In the first SL model, Hersey and Blanchard identified four leadership styles: Telling (S1), Selling (S2), Participating (S3) and Delegating (S4), each suited to different stages that relate to follower readiness levels. Follower readiness is determined by competence (ability) and commitment (willingness) to perform a specific task. The telling and selling styles were recommended for followers with lower levels of readiness who required high direction and supervision. The participating and delegating styles were recommended for highly competent followers with high readiness, allowing them to work autonomously (CLS, 2017; Hersey & Blanchard, 2013; Northouse, 2016).
The Situational Leadership II (SLII) model retains all the principles of the original SL model but introduces more precision in matching leadership styles to follower readiness. The SLII emphasises the dynamic and adaptive nature of leadership, asserting that effective leaders must continually assess and respond to the development levels of their followers, which are based on their competence (ability) and commitment (willingness) to perform a task (CLS, 2017; Northouse, 2016). The SLII model facilitates objective assessment of task requirements and developmental stages of followers, and selection of an appropriate leadership style that fosters task accomplishment as well as follower growth. This approach can result in numerous positive organisational behaviours and outcomes (CLS, 2017; Northouse, 2016; Novruzov, 2024; Kapotwe & Bamata, 2023).

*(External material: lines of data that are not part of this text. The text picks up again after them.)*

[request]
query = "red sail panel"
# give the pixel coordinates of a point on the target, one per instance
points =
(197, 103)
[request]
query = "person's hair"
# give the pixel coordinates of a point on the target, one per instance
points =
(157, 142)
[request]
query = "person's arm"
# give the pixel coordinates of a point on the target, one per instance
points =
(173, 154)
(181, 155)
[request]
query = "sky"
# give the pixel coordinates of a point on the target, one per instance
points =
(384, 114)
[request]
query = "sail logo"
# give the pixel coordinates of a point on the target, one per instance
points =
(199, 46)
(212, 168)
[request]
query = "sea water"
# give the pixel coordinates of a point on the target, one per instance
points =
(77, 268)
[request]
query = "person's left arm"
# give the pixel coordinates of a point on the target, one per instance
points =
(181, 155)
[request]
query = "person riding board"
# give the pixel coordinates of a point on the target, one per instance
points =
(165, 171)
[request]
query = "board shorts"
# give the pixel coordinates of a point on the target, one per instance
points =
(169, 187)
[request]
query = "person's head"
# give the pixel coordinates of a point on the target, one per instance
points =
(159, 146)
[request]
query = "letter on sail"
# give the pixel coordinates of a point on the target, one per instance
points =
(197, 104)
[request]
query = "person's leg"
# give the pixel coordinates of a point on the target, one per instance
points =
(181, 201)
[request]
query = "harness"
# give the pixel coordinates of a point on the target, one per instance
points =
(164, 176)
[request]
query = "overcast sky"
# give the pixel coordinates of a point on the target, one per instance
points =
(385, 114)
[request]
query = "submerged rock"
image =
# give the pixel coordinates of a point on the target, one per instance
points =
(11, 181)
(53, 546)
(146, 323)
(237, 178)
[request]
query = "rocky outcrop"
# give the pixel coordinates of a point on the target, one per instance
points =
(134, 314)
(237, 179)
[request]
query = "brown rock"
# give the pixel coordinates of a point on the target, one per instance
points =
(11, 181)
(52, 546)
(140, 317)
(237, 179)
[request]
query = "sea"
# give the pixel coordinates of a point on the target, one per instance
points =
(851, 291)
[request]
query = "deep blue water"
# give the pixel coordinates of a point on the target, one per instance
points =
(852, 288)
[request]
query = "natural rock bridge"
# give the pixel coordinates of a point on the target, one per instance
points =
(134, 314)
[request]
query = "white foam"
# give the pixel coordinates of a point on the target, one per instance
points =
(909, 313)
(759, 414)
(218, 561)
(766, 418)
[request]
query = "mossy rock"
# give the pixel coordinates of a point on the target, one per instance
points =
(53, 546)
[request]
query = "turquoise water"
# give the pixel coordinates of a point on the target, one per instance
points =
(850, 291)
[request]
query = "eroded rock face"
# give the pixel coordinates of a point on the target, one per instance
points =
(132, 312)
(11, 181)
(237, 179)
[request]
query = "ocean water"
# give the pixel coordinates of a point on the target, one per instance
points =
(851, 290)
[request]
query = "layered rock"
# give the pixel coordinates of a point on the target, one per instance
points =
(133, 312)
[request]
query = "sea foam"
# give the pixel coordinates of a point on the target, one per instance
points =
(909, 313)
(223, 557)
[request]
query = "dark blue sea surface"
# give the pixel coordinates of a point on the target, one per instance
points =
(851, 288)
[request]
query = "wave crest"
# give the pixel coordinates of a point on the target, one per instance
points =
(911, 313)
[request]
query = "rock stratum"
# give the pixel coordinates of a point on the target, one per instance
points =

Situational Leadership II identifies four primary leadership styles, namely: Directing (S1), Coaching (S2), Supporting (S3) and Delegating (S4). Each of these styles is tailored to address follower needs in four stages, which relate to follower readiness levels. Directing (S1) is appropriate for followers with low readiness (R1), who require clear instructions and close supervision. Coaching (S2) is used when followers are willing but still lack competence (R2), providing both direction and support. Supporting (S3) is best suited for followers with moderate readiness (R3), who can perform tasks but may need encouragement and facilitation. Delegating (S4) is used for highly competent and motivated followers (R4), who can take full responsibility for tasks with minimal oversight. Situational Leadership II highlights the importance of leaders adjusting their styles as followers develop, ensuring leadership remains effective and responsive to the evolving needs of the team (CLS, 2017; Hersey & Blanchard, 2013).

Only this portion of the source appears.